Herr Bohmeyer, Sie selbst haben 4 Jahre lang ein bedingungsloses Grundeinkommen bezogen, also monatliche Geldzahlungen ohne Gegenleistung. Wie war das?
Zunächst dachte ich: Cool, Geld ohne Arbeit! Aber dann stellte ich fest: Es war ein schreckliche Quälerei! Ohne einen Arbeitsplatz und die dazugehörige Existenzangst war ich einfach nicht mehr ich. Jeden Tag musste ich mich neu fragen, wie ich leben und arbeiten will. Es war ja plötzlich alles möglich! Meine Neugier hat mich nicht mehr zur Ruhe kommen lassen. Ich wurde zwar entspannter mit meinem Kind, aber das tanzt mir jetzt auf der Nase rum. Aber das schlimmste war, dass ich auf einmal die Welt verändern wollte. Dabei lernen wir ja nicht ohne Grund schon früh, dass das nicht geht. Durch das Grundeinkommen konnte ich das einfach nicht mehr klar sehen. Heute weiß ich: Die größte Qual ist die Freiheit. Und was hilft besser dagegen, als staatlich kontrollierte Unterstützung?
Ist das der Grund, warum “Mein Grundeinkommen” jetzt seine Strategie ändert?
Ja! Wir sind aus unserer Gutmenschen-Naivität aufgewacht. Die Menschen wollen kein Recht auf Einkommen. Sie wollen ein Recht auf Arbeit. Was für Arbeit sie tun, für wen und warum, ob sie wirklich passt, wie viele Stunden, an welchem Ort, ob man sich nochmal umentscheiden kann – das ist eigentlich egal. Vor allem wollen die Leute nicht alleine gelassen werden! Das hat Berlins Bürgermeister Michael Müller erkannt und er hat uns dazu inspiriert realistischer zu werden. Wir verlosen deswegen jetzt keine Bedingungslosen Grundeinkommen mehr, sondern solidarische Hartz-4-Jobs, wie es Müller in seinem Konzept vorsieht.
Was ist aus Ihrem Anspruch geworden eine neue Erzählung der Gesellschaft zu bieten?

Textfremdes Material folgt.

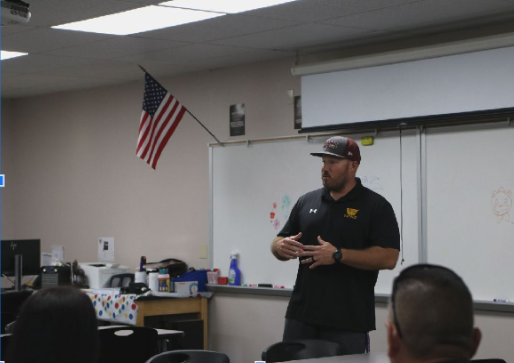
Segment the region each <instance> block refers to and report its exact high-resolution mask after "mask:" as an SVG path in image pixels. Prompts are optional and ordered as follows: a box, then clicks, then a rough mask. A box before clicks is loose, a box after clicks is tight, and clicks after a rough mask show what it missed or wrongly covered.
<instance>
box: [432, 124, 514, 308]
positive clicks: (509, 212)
mask: <svg viewBox="0 0 514 363" xmlns="http://www.w3.org/2000/svg"><path fill="white" fill-rule="evenodd" d="M505 124H506V123H504V124H503V125H500V126H495V127H491V126H488V127H486V126H483V127H475V128H473V129H470V128H469V127H468V128H452V129H445V130H428V131H427V135H426V154H427V259H428V262H431V263H438V264H442V265H445V266H449V267H451V268H452V269H453V270H455V271H456V272H457V273H458V274H459V275H461V276H462V277H463V278H464V281H466V283H467V284H468V286H469V288H470V290H471V291H472V293H473V298H474V299H475V300H485V301H492V300H493V299H495V298H501V299H508V300H510V301H513V300H514V289H513V288H512V287H513V286H514V285H513V281H514V269H513V266H514V210H513V209H512V193H513V192H514V163H513V160H514V148H513V145H514V128H513V127H508V126H506V125H505Z"/></svg>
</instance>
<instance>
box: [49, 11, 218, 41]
mask: <svg viewBox="0 0 514 363" xmlns="http://www.w3.org/2000/svg"><path fill="white" fill-rule="evenodd" d="M222 15H225V14H220V13H212V12H204V11H198V10H189V9H178V8H170V7H164V6H146V7H144V8H139V9H134V10H129V11H125V12H122V13H117V14H112V15H105V16H101V17H98V18H93V19H88V20H83V21H77V22H74V23H69V24H63V25H57V26H53V27H52V28H55V29H65V30H76V31H83V32H91V33H101V34H113V35H128V34H135V33H142V32H146V31H150V30H155V29H162V28H168V27H172V26H176V25H181V24H186V23H192V22H195V21H201V20H206V19H210V18H215V17H218V16H222Z"/></svg>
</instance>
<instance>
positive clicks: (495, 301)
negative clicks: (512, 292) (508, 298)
mask: <svg viewBox="0 0 514 363" xmlns="http://www.w3.org/2000/svg"><path fill="white" fill-rule="evenodd" d="M493 301H494V302H505V303H507V302H509V300H507V299H494V300H493Z"/></svg>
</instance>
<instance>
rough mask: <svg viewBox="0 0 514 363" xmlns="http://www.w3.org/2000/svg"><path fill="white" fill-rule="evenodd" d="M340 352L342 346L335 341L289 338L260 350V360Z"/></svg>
mask: <svg viewBox="0 0 514 363" xmlns="http://www.w3.org/2000/svg"><path fill="white" fill-rule="evenodd" d="M342 354H343V350H342V347H341V346H340V345H339V344H338V343H335V342H331V341H327V340H316V339H306V340H290V341H284V342H278V343H275V344H272V345H270V346H269V347H268V348H266V349H265V350H264V351H263V352H262V360H263V361H265V362H267V363H274V362H286V361H289V360H297V359H308V358H321V357H333V356H336V355H342Z"/></svg>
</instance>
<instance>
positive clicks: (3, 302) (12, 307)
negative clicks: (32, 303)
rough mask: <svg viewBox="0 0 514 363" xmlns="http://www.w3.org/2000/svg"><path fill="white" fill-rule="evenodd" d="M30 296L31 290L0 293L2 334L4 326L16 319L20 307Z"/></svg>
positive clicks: (21, 305) (24, 290)
mask: <svg viewBox="0 0 514 363" xmlns="http://www.w3.org/2000/svg"><path fill="white" fill-rule="evenodd" d="M32 294H33V291H32V290H20V291H6V292H2V295H1V299H2V319H1V320H2V334H4V333H5V326H6V325H7V324H9V323H12V322H13V321H15V320H16V319H17V318H18V314H19V312H20V308H21V306H22V305H23V303H24V302H25V300H27V299H28V298H29V297H30V296H31V295H32Z"/></svg>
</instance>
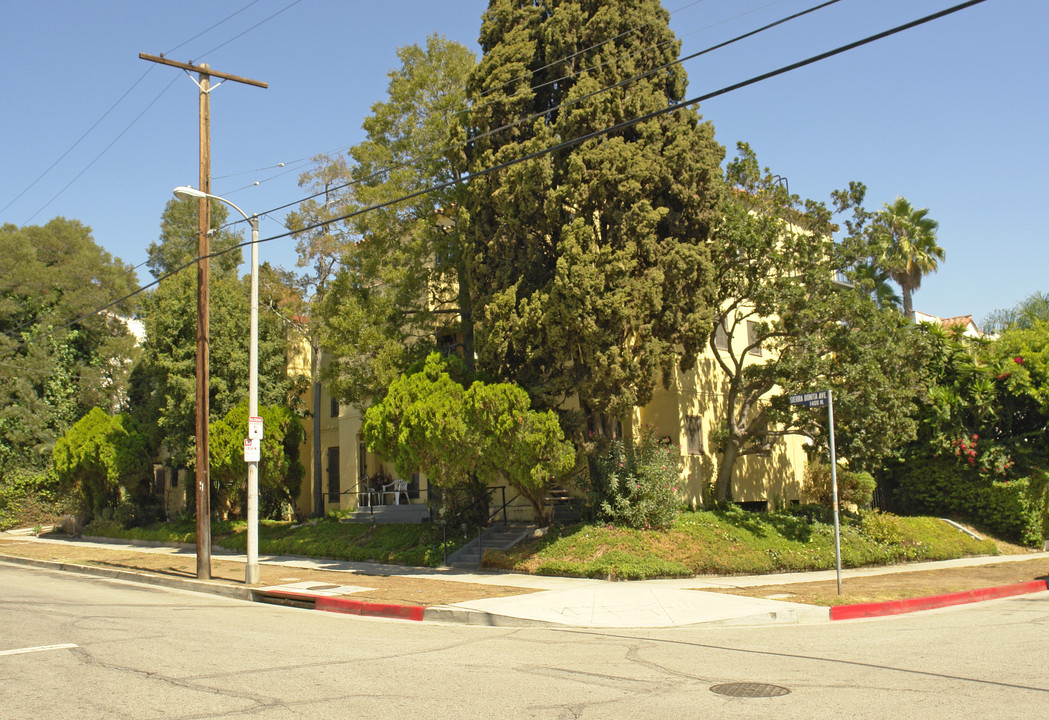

Lange dachten wir Vertrauen sei gut. Heute weiß ich: Kontrolle ist besser. Sie gibt den Menschen das Gefühl, dass sich jemand um sie kümmert. Ein Blick in die Geschichte zeigt: wir leben so friedlich wie nie – schauen sie sich nur die letzten 100 Jahre unserer Geschichte an! Wo Menschen arbeiten müssen, herrscht Wohlstand, Freiheit und Frieden. Wir leben heute bereits die beste aller Utopien - unser Beitrag kann deshalb nur lauten, die Verhältnisse so zu belassen wie sie sind.
Was ist dann noch die Aufgabe von “Mein Solidarisches Grundeinkommen”?
Wenn wir hier und da an einer kleinen Schraube drehen, wie jetzt an Hartz IV oder am Mindestlohn bin ich mir sicher, dass auch langfristig Herausforderungen wie die Klimakatastrophe, die soziale Spaltung oder die Digitalisierung kein Problem darstellen werden. Da muss ich zugeben, habe ich einiges von der SPD in den letzten Jahren gelernt: Arbeitsplätze gehen einfach vor und sind das beste Mittel für und gegen alles.
Viele Anhänger eines bedingungslosen Grundeinkommens sind verärgert, dass Herr Müller und nun auch Sie dafür den Begriff “Grundeinkommen” kapern.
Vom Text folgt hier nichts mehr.